Yoko et Maki, l’un de ses deux cousins, lui lancèrent un regard qui trahissait leur jalousie. Ils se demandaient sûrement pourquoi il avait été choisi. Enfin, il était meilleur qu’eux sur tous les points à l’exception du fait qu’il n’avait pas d’amalia. Donc, en réalité, ils devaient bien le comprendre mais la pilule avait probablement du mal à passer. Ils avaient sûrement espéré que cela jouerait en leur faveur, mais il n’en avait rien été.

Toma, l’arrière-petit-fils d’Asuna Endo, la défunte sœur de Sha’Sofu, le gratifia d’un sourire encourageant. Il était le seul avec qui il s’entendait bien. Il lui rendit son sourire. Il entra alors sans manquer de lorgner les deux autres d’un œil malicieux.

Sha’Sofu était allongé dans un grand lit, le dos contre plusieurs coussins épais, les bras étendus sur la couverture qui était remontée jusqu’au milieu de son torse. Il avait l’air mal en point. Il était relié à plusieurs machines qui l’avaient aidé à tenir jusque-là. Il n’y avait personne d’autre dans la chambre comme l’exigeait la tradition. C’était ainsi que se passait la passation de la prédominance parmi les branches des Sha’Daigan. Il y avait quelques variations en fonction des régions mais dans l’ensemble, elle se déroulait toujours de cette manière. Sha’Sofu avait déjà parlé avec la descendance de ses frères et sœur, ses fils, ses petits-fils et petites-filles, et ses arrière-petits-fils et arrière-petites-filles. Son grand-père avait déjà officiellement reçu la prédominance devant son frère Latent, Hirohito et ses cousins. Sha’Sofu le confirmait en le choisissant lui comme Dernier Témoin.

Une grande baie vitrée donnait sur un balcon très fleuri et un grand jardin verdoyant inondé d’un soleil rayonnant. Il annonçait peut-être une fin rapide de l’hiver qui n’avait pas vraiment de durée prédéfinie depuis l’Ashayshin.

La chambre était baignée de cette lumière vivifiante qui rendait ce moment étrangement irréel. Keiji s’assit sur l’unique chaise, près du lit et se pencha. Sha’Sofu tourna vers lui son regard vif et pénétrant malgré son mauvais état de santé et esquissa un sourire en refermant sa main sur celle de Keiji qui posa délicatement sa main sur le dos de la sienne froide et ridée.

Il avait cent-cinquante-cinq ans.

— Puisse le Soleil et la Lune, Témoins de l’Ashayshin, toujours se refléter sur ta lame, Sha’Sofu.
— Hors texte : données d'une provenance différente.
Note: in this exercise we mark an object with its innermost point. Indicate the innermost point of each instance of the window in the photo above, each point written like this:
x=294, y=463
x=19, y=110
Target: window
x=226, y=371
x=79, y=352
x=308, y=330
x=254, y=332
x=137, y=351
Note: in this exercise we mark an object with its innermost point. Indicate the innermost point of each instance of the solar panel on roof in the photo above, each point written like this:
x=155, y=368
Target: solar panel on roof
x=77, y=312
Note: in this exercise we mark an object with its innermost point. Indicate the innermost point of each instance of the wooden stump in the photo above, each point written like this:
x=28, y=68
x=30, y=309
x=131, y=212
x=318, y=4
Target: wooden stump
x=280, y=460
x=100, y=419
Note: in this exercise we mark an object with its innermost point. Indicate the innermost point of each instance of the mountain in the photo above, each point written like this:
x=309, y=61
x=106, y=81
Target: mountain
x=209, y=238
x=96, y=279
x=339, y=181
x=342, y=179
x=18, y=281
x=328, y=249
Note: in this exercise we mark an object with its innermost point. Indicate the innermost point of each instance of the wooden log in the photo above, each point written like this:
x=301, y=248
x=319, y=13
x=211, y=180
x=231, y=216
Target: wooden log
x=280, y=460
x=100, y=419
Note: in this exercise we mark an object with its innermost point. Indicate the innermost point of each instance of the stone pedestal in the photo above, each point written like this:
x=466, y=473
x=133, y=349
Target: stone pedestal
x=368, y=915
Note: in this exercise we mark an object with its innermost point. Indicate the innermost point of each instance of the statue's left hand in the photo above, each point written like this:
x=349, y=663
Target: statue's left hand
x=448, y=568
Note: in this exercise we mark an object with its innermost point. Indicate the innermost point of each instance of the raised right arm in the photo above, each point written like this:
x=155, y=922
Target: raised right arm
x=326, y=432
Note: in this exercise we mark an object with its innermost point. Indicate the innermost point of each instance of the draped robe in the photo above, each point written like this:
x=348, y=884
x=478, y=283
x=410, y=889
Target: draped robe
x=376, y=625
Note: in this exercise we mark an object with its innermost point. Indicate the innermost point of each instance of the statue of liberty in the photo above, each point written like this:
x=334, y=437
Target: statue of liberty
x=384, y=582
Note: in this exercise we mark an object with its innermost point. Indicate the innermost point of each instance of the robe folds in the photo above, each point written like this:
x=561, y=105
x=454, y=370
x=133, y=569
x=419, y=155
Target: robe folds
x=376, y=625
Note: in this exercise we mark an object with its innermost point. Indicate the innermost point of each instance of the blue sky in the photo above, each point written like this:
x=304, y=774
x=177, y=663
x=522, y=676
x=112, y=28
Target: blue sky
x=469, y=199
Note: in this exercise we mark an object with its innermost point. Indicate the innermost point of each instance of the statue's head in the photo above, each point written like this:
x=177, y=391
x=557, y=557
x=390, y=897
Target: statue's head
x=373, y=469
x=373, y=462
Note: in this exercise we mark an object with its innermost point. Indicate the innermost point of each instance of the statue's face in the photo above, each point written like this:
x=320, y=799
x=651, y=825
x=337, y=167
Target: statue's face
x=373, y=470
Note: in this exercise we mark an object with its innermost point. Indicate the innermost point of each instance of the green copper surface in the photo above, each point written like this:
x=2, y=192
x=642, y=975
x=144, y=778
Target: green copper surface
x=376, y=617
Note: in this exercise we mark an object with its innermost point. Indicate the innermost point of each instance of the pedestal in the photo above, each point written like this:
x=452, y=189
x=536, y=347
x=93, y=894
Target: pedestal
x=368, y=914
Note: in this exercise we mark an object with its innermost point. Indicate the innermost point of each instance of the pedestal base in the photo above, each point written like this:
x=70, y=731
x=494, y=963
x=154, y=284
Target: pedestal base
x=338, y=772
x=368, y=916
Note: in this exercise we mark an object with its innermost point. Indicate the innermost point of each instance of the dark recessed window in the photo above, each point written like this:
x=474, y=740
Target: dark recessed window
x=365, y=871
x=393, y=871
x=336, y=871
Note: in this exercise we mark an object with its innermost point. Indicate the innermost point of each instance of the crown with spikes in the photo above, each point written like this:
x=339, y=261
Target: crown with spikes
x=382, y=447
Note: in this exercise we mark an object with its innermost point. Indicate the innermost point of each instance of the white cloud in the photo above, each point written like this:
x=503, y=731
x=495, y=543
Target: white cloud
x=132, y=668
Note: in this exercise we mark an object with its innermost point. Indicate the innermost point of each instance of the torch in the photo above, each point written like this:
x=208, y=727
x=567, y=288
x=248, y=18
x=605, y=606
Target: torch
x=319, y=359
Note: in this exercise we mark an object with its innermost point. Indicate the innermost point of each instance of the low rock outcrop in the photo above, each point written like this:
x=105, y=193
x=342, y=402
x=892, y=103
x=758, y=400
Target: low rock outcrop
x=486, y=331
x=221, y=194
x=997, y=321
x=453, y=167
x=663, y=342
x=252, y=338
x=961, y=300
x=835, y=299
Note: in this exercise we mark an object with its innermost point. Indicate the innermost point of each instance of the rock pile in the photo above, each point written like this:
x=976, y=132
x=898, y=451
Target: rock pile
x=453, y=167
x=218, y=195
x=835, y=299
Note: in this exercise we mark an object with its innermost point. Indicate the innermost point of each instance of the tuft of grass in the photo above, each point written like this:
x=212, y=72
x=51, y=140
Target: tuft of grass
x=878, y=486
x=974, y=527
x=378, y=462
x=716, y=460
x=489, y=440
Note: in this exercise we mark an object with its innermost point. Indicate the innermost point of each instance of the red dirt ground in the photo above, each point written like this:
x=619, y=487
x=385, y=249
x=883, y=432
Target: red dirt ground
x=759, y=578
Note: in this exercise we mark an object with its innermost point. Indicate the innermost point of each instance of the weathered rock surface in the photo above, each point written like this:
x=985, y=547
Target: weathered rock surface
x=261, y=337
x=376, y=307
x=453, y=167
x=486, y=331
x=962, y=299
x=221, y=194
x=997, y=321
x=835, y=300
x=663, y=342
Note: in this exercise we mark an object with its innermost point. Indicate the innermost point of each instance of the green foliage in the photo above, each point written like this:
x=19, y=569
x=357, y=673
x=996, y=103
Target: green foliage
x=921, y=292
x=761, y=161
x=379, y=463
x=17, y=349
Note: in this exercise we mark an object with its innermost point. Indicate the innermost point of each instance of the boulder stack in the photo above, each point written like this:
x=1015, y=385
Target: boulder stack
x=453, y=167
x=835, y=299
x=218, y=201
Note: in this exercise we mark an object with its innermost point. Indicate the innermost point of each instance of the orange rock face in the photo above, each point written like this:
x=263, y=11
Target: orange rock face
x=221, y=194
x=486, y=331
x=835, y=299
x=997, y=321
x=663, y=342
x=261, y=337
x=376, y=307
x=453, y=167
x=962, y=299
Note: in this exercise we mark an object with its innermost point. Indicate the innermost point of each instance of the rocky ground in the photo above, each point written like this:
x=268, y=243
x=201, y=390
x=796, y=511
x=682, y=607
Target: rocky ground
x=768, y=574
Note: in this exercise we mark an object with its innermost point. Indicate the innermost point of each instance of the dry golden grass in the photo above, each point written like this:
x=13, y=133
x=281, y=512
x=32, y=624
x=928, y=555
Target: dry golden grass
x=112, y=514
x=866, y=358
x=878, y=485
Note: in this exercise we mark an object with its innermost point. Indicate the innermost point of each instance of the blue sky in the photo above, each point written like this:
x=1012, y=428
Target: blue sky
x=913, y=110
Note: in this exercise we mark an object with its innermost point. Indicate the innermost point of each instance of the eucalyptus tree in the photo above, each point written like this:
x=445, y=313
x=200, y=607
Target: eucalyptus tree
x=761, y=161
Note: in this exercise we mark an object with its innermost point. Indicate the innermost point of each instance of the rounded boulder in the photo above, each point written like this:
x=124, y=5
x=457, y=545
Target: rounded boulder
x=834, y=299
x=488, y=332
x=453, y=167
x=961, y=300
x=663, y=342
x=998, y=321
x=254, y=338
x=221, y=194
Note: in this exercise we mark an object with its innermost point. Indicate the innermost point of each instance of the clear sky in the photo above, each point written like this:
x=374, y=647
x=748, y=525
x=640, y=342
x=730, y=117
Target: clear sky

— Puisses-tu brûler de toute ta force, Cereshir. Je suis heureux que tu sois ici, Sha’Moki, dit le patriarche Endo de sa voix rauque, en grimaçant légèrement, ridant encore plus la peau parcheminée et marquée recouverte de ridules de son visage.

— J’en suis également ravi Sha’Sofu. J’aurais aimé me présenter devant toi avec mon orkin… et mon amalia.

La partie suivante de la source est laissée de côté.